The titular character of the novel, and gothic heroine of the 2011 film adaptation, also directed by David Fincher, is described as ‘an information junkie with a delinquent child’s take on morals and ethics.’ Lisbeth, played by Rooney Mara – who perfectly fits Lisbeth’s leather and rocks her jet-black mohawk – in Fincher’s film, is a reserved and taciturn character, accustomed to a solitary life and overworking brain. The dark aura that surrounds her makes her all the more intriguing. She has ‘set things up to live as a recluse.’ She is ‘perfectly content as long as people le[ave] her in peace.’ Her greatest fear is breaking the emotional scaffolding she has built around herself. Therefore, the uncontrollable desire she feels for Mikael frightens her. While intricately and intimately searching through the nooks and crannies of Hedestad Island, Mikael and Lisbeth develop ‘a connection as addictive as heroin.’ Being such an introverted person, alien to all kinds of love and affection, Lisbeth is afraid of the hold this will have upon her: ‘she came to a terrifying realisation. She had no idea how it had happened or how she was supposed to cope with it. She was in love for the first time in her life.’  

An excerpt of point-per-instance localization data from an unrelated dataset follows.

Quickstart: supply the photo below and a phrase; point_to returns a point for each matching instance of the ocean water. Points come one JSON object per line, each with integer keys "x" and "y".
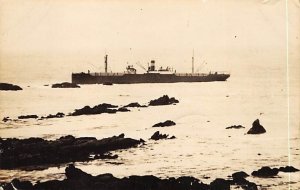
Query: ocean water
{"x": 203, "y": 148}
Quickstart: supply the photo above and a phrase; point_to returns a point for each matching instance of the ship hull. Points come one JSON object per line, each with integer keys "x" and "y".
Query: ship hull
{"x": 86, "y": 78}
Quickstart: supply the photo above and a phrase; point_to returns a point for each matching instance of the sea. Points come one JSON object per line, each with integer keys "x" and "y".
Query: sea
{"x": 203, "y": 148}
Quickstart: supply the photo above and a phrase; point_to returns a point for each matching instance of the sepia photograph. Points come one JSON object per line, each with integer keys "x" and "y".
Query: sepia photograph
{"x": 149, "y": 95}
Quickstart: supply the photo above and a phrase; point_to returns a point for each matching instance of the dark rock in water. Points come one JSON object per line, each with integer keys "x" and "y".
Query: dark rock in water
{"x": 219, "y": 184}
{"x": 157, "y": 136}
{"x": 235, "y": 127}
{"x": 28, "y": 117}
{"x": 58, "y": 115}
{"x": 21, "y": 184}
{"x": 123, "y": 109}
{"x": 73, "y": 173}
{"x": 265, "y": 172}
{"x": 288, "y": 169}
{"x": 65, "y": 85}
{"x": 7, "y": 86}
{"x": 165, "y": 124}
{"x": 257, "y": 128}
{"x": 107, "y": 83}
{"x": 164, "y": 100}
{"x": 101, "y": 108}
{"x": 240, "y": 174}
{"x": 106, "y": 156}
{"x": 5, "y": 119}
{"x": 77, "y": 179}
{"x": 38, "y": 152}
{"x": 134, "y": 105}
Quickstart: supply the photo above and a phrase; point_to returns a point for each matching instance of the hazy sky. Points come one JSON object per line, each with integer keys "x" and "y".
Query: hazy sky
{"x": 52, "y": 38}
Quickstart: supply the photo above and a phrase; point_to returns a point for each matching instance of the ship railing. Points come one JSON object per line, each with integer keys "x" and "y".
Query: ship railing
{"x": 200, "y": 74}
{"x": 191, "y": 74}
{"x": 106, "y": 74}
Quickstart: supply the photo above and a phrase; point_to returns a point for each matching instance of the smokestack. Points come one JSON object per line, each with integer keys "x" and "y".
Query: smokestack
{"x": 105, "y": 63}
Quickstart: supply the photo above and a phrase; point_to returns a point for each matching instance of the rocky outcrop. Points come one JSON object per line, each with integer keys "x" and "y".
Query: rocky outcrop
{"x": 265, "y": 172}
{"x": 58, "y": 115}
{"x": 165, "y": 124}
{"x": 257, "y": 128}
{"x": 7, "y": 86}
{"x": 65, "y": 85}
{"x": 288, "y": 169}
{"x": 78, "y": 179}
{"x": 164, "y": 100}
{"x": 98, "y": 109}
{"x": 271, "y": 172}
{"x": 235, "y": 127}
{"x": 157, "y": 136}
{"x": 134, "y": 105}
{"x": 36, "y": 151}
{"x": 28, "y": 117}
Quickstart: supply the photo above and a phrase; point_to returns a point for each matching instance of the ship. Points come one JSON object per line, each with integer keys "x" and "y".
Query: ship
{"x": 152, "y": 75}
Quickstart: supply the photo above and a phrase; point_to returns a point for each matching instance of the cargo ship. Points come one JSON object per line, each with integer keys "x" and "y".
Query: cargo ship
{"x": 152, "y": 75}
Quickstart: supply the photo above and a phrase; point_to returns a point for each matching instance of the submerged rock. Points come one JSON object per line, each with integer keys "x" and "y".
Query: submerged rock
{"x": 157, "y": 136}
{"x": 288, "y": 169}
{"x": 219, "y": 184}
{"x": 108, "y": 83}
{"x": 98, "y": 109}
{"x": 164, "y": 100}
{"x": 78, "y": 179}
{"x": 265, "y": 172}
{"x": 65, "y": 85}
{"x": 257, "y": 128}
{"x": 134, "y": 105}
{"x": 165, "y": 124}
{"x": 37, "y": 151}
{"x": 7, "y": 86}
{"x": 28, "y": 117}
{"x": 58, "y": 115}
{"x": 240, "y": 174}
{"x": 235, "y": 127}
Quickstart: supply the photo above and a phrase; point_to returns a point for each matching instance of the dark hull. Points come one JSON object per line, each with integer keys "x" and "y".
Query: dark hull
{"x": 85, "y": 78}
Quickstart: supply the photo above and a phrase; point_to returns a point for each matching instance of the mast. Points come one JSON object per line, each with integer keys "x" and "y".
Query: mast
{"x": 105, "y": 63}
{"x": 193, "y": 63}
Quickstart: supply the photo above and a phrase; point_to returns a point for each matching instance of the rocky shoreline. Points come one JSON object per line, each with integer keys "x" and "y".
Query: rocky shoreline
{"x": 17, "y": 153}
{"x": 78, "y": 179}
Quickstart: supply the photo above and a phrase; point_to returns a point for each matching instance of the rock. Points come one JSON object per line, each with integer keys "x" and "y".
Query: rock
{"x": 5, "y": 119}
{"x": 21, "y": 184}
{"x": 58, "y": 115}
{"x": 73, "y": 173}
{"x": 288, "y": 169}
{"x": 98, "y": 109}
{"x": 65, "y": 85}
{"x": 165, "y": 124}
{"x": 40, "y": 152}
{"x": 256, "y": 128}
{"x": 108, "y": 83}
{"x": 123, "y": 109}
{"x": 235, "y": 127}
{"x": 7, "y": 86}
{"x": 164, "y": 100}
{"x": 240, "y": 174}
{"x": 106, "y": 156}
{"x": 134, "y": 105}
{"x": 265, "y": 172}
{"x": 157, "y": 136}
{"x": 28, "y": 117}
{"x": 220, "y": 184}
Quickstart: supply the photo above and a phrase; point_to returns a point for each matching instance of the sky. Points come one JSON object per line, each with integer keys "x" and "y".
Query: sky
{"x": 47, "y": 40}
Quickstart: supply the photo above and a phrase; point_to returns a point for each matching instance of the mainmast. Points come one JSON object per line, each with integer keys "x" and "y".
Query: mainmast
{"x": 105, "y": 63}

Both Amy and Lisbeth are highly intelligent women, critical thinkers with high career prospects: Amy is a writer in NYC backed by a Harvard degree and Lisbeth is a security specialist working for Milton Security’s private investigation division. It is conventional for the femme fatale to use her intellect, brains and beauty to her cunning advantage. We witness Amy doing just that. But Lisbeth is a more complex femme fatale. While she uses her intelligence to sabotage her rapist guardian, who is undeniably deserving of all the torture that greets him, she also uses it to save Blomkvist when he is in the murderous hands of Martin Vanger. Therefore, we see Lisbeth use her femme fatale characteristics in a rational and reasoned way.

Another thing in common is their tumultuous pasts- usually, what shapes the femme fatale into the heartless being she is. Since childhood, Amy has been put under immense pressure by her parents who use her as inspiration for their children’s book series entitled Amazing Amy. Undoubtedly, this pressure has impacted her psychological state leading her to the damaged femme fatale she is. On the other hand, Lisbeth is the victim of sexual abuse, physical and emotional violence, and financial threats issued by her guardian Nils Bjurman. He is the second guardian we hear of signalling a disruptive and unstable childhood which has created her impassive, dispassionate character. In this sense, Lisbeth is similar to femme fatales in other Scandi-noir texts – for example, Saga in the 2011 TV series The Bridge.  

Amy and Lisbeth transgress societal norms with their independent, smart, and menacing actions. In Amy’s case, these actions bring about the downfall of her marriage and in Lisbeth’s case, they make drastic breakthroughs in the central investigation. They represent the modern defining characteristics of the femme fatale: intellect, independence, and otherness.